The dispute was first reported by the New York Times on Wednesday. Schroeder referred reporters to a spokeswoman, who provided a brief statement.
“At the request of the 9th Circuit, the judicial conference of the United States is in the process of reviewing this matter,” the statement said.
Kozinski said Schroeder’s “leadership has been truly magnificent in all of this. She understood the privacy and legal concerns and she is the one who had to stand eyeball to eyeball with the administrative office,” Kozinski said. “And she didn’t blink.”
A spokeswoman for the administrative office said she could not comment on the matter.
After monitoring employees’ Internet usage, the administrative office sent letters to chief judges identifying the computers that were used and the times when the offending sites were visited, Kozinski said.
The office has stopped using the surveillance software pending a vote on the policy by the conference on Sept. 11. The conference is the policymaking body for federal courts and is headed by Chief Justice Rehnquist. Kozinski said the computers of the U.S. Supreme Court and its staff were not monitored along with other federal courts.
In an 18-page memorandum to the administrative office, Kozinski explained why the monitoring that occurred may well have violated federal law.
“It is quite unusual for us to be pushing the envelope on something like this that is highly doubtful legally,” said Kozinski, a conservative with libertarian leanings. “This is the kind of issue that pops up in our courts all the time.”
Kozinski said the conference will vote on a policy that would inform users across the federal judiciary that they should expect no privacy in the use of their computers. Users include court staff, judges, public defenders, probation officers and magistrates.
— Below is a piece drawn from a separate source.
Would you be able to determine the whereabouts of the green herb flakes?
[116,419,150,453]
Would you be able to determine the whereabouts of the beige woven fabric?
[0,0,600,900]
Kozinski declined to comment on whether he believes such a policy is lawful.
“I do know that doing it without warning is highly questionable and exposes us to serious liability and a federal criminal statute that we are supposed to be enforcing,” Kozinski said.
A nationwide security management survey reported in July that 64% of American companies conduct at least occasional monitoring of their workers’ use of the Internet.
Kozinski said the warning proposed by the conference would require computer users to give up all privacy. “Turn on your computer, and everything on it, your recipes, your telephone book, anything you type on it becomes accessible by the employer,” he said. “Should federal judges do this when we have to pass on the legality of these things in our cases?”
He said he did not know how many employees were disciplined or reprimanded as a result of the monitoring.
“I have talked to two dozen judges at all levels, federal circuit, bankruptcy, district court, and no one had ever heard of it” until the letters calling for discipline were sent, the judge said.
He said one of his law clerks has listened to classical music via the Internet while he worked.
“Now the law clerk is doing his work, he is in the office,” Kozinski said. “If he feels more productive listening to classical music, I should worry?”